I realised straight away that the englyn, the early Celtic bardic form, didn't really fit with the Zen spirit of the day, and besides needs a workshop to itself. Still, it too emerged in a small way from the echoes left hanging in the air from my lovely deep-throated Tibetan singing bowl (which – big mistake – I'd neglected to take to Iona, where it was sorely missed).

Would you like a haiku/haibun lesson on here? 

Then yesterday I had the pleasure of driving into Cornwall, my homeland. I facilitate on an occasional basis a group of writers who have mixed literary interests: some are writing novels; some enjoy short fiction and general creative writing; some like poetry, some don't; some are interested in the therapeutic aspects of journalling, something I've taught a lot in the past.

My heart rises as I drive parallel with the Tamar over towards Boscastle, then turn left towards Port Isaac and the sea. The group meets in each others' houses, and this time H, who makes the best cookies in the world unfortunately for my half-hearted weight-loss regime, is hosting us in her lovely glass-rich upstairs room at the farmhouse – which she assures me has wonderful sea views. Trouble is we are deep in fog, all day. Never mind. 
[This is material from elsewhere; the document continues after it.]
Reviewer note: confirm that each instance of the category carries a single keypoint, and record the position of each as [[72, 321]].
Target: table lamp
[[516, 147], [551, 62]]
Working with this group, too, is a joy. I'd cooked up a concoction of exercises that might, I hoped, appeal to everyone, with the possibility of their taking aspects into their own personal creative direction.

I like this mix: freeflow writing, reflective practice, making fiction ('You find a half-written letter. Write it and its missing half') and therapeutic writing ('Write that letter you needed to write to a particular person and never did; you probably won't send it.') Some of the results – delivered with laughter and tears and met with knowing and sympathetic nods – will find their way into books now.

And as a bonus, I was able to write That Letter myself; and very freeing it was too.